The European Organisation for the Exploitation of Meteorological Satellites is an intergovernmental organisation based in Darmstadt, Germany, currently with 24 European Member States (Austria, Belgium, Croatia, Denmark, Finland, France, Germany, Greece, Hungary, Ireland, Italy, Latvia, Luxembourg, the Netherlands, Norway, Poland, Portugal, Slovakia, Slovenia, Spain, Sweden, Switzerland, Turkey and the United Kingdom) and six Cooperating States (Bulgaria, Czech Republic, Estonia, Iceland, Lithuania, and Romania).
EUMETSAT is operating the geostationary satellites Meteosat-8 and -9 over Europe and Africa, and Meteosat-6 and -7 over the Indian Ocean.
Metop-A, the first European polar-orbiting meteorological satellite, was launched in October 2006 and has been delivering operational data since 15 May 2007.
The Jason-2 ocean altimetry satellite, launched on 20 June 2008, added ocean surface topography to the missions EUMETSAT conducts.
The data and products from EUMETSAT’s satellites make a significant contribution to weather forecasting and to the monitoring of the global climate.
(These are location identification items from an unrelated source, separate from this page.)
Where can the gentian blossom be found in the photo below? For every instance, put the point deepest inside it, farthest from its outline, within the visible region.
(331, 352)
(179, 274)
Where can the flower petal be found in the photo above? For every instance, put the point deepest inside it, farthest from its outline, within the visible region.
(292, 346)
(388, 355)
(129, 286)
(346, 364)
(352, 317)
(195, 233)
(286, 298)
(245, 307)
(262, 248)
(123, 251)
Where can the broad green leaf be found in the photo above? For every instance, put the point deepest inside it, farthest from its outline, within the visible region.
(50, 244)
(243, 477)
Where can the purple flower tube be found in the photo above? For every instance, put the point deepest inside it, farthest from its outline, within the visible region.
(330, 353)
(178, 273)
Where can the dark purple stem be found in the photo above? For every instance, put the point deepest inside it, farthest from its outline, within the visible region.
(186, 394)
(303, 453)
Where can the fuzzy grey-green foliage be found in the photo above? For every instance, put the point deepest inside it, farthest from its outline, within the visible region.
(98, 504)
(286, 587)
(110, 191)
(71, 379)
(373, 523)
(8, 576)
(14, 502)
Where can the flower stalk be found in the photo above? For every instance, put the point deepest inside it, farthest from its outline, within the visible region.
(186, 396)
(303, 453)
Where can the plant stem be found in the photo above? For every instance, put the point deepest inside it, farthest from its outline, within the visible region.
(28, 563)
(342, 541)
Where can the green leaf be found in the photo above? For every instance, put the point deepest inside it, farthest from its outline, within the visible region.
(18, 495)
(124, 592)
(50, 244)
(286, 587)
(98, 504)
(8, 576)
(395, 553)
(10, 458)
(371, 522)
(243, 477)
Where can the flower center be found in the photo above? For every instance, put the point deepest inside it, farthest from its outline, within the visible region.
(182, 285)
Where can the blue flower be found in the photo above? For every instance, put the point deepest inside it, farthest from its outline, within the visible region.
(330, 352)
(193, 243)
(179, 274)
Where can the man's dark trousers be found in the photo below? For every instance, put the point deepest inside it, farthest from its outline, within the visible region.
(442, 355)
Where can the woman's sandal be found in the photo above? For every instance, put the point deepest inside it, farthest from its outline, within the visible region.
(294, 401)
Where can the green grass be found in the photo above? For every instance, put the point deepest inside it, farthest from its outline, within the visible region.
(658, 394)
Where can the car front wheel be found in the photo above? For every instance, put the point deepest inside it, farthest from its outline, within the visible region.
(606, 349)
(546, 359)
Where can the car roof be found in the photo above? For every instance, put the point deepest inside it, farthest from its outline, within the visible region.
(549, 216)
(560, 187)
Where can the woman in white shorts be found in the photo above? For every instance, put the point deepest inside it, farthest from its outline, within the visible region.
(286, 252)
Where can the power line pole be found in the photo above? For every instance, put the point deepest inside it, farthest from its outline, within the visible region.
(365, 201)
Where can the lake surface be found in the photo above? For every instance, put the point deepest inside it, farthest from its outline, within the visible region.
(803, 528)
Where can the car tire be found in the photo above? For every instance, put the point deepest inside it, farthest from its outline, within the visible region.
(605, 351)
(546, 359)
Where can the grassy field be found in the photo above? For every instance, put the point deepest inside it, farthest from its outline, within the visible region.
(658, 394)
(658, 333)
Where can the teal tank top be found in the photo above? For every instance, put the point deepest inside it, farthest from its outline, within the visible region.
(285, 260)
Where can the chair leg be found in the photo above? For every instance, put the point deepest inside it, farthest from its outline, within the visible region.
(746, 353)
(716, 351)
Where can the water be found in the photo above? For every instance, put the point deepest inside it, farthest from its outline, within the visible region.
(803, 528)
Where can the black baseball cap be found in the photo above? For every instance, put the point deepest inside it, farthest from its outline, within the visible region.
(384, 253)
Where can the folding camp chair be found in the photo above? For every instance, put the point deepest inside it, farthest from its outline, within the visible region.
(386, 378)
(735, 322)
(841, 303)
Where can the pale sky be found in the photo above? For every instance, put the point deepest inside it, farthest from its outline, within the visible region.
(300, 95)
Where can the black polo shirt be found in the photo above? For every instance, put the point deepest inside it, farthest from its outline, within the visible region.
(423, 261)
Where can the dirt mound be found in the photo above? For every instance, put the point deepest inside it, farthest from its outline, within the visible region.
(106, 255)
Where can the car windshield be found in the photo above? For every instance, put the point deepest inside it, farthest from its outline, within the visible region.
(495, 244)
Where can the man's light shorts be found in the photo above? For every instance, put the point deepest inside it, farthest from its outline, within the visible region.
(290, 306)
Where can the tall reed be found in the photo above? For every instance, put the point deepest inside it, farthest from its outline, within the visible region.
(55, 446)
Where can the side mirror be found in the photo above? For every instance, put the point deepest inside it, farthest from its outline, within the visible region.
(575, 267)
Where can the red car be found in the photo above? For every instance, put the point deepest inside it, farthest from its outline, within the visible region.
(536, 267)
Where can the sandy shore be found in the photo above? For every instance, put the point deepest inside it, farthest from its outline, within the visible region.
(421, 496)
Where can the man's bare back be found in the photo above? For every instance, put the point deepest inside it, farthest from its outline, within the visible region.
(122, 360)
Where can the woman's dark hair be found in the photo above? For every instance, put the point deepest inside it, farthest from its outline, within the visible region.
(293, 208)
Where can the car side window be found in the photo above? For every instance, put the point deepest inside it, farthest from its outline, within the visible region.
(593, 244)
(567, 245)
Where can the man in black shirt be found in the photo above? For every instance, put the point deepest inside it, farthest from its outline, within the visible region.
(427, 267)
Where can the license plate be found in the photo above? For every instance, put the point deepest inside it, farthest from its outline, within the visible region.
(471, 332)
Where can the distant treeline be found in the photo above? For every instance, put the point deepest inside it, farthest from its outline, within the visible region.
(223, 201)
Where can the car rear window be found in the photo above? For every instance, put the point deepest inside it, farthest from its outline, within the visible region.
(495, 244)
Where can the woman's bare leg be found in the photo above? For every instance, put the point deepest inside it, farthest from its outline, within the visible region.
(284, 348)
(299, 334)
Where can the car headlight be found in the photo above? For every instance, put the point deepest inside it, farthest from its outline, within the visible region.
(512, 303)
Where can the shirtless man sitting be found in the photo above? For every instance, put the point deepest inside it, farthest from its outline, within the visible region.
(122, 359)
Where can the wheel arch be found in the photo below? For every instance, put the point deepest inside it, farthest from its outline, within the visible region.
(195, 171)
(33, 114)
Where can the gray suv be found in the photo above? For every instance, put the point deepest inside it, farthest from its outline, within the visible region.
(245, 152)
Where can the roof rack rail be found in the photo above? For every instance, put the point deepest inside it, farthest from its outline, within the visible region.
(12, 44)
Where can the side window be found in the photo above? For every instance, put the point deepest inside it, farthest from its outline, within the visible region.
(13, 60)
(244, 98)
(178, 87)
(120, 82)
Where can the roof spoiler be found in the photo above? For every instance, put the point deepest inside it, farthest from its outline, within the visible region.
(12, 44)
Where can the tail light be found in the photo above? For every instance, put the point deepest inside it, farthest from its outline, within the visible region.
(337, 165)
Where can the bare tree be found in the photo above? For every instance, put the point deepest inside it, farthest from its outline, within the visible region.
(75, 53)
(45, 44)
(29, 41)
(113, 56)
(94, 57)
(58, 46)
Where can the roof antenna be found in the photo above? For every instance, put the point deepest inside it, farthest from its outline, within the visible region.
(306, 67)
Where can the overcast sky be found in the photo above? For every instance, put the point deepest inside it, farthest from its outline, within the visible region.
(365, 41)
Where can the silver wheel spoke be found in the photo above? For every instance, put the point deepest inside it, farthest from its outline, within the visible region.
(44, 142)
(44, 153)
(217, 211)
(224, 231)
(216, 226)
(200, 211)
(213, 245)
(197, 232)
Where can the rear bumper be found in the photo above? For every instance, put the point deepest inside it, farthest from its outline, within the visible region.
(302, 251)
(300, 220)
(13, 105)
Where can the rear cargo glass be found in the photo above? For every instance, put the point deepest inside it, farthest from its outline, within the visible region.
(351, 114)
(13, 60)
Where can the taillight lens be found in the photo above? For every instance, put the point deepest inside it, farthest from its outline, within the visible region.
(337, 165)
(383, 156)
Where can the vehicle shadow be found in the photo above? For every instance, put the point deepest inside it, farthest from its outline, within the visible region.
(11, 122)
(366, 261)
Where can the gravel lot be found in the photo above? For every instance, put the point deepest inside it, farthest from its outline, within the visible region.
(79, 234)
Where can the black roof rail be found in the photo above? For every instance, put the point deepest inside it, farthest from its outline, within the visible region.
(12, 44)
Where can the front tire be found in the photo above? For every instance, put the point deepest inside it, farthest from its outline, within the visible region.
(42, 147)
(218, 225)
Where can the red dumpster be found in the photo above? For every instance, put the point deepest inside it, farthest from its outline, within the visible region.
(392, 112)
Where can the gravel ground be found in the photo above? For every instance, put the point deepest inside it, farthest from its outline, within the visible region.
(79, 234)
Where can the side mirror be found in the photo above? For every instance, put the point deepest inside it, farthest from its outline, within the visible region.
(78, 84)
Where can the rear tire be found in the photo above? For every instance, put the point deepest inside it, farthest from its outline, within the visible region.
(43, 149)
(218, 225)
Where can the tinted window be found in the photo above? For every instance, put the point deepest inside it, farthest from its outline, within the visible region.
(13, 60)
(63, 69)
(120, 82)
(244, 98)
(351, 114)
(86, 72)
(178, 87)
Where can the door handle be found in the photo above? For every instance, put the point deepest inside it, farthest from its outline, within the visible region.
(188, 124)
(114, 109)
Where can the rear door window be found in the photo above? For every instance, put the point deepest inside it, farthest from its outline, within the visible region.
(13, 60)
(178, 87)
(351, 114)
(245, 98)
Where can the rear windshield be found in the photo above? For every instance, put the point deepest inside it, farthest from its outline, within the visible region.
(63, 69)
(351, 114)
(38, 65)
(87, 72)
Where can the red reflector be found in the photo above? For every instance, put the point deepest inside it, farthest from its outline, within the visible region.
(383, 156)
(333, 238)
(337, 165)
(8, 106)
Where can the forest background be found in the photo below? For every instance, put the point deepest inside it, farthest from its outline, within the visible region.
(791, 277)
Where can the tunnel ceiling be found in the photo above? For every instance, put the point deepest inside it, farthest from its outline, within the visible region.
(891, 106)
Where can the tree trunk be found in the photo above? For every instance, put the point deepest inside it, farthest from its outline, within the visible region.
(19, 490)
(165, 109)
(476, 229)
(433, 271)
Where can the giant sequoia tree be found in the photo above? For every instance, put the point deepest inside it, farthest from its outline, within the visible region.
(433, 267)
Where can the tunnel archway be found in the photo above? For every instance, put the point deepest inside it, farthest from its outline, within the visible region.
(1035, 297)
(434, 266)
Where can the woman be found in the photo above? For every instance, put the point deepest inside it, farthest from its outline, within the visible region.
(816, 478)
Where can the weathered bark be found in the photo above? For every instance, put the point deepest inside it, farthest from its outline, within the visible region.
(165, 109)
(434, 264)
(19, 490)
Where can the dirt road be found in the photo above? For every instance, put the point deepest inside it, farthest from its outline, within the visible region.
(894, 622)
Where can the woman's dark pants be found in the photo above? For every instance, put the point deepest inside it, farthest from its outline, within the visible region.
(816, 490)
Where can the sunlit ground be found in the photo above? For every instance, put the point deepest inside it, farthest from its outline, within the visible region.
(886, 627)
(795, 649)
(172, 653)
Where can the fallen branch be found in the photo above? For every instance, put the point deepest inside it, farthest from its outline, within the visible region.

Keeping close watch on the climate 24 hours a day, Météo-France is the national meteorological service for metropolitan France and French overseas territories. Its 3,700 engineers, researchers and technicians monitor the atmosphere, snow cover and the ocean surface, drawing on the resources of one of Europe's densest observation networks, including meteorological ground radars, ships equipped with measurement stations, high-altitude radiosondes and satellites. Leveraging in-depth knowledge of the atmosphere and climate, Météo-France develops customized services and products for both public and private-sector clients. On the international level, Météo-France participates actively in the work of the World Meteorological Organization and exports its know-how, notably through its affiliate, Météo France Internationale, to contribute to policies promoting sustainable development.
Météo-France is a public institution reporting to the Ministry of Ecology, Energy, Sustainable Development and the Sea, in charge of green technologies and climate change negotiations.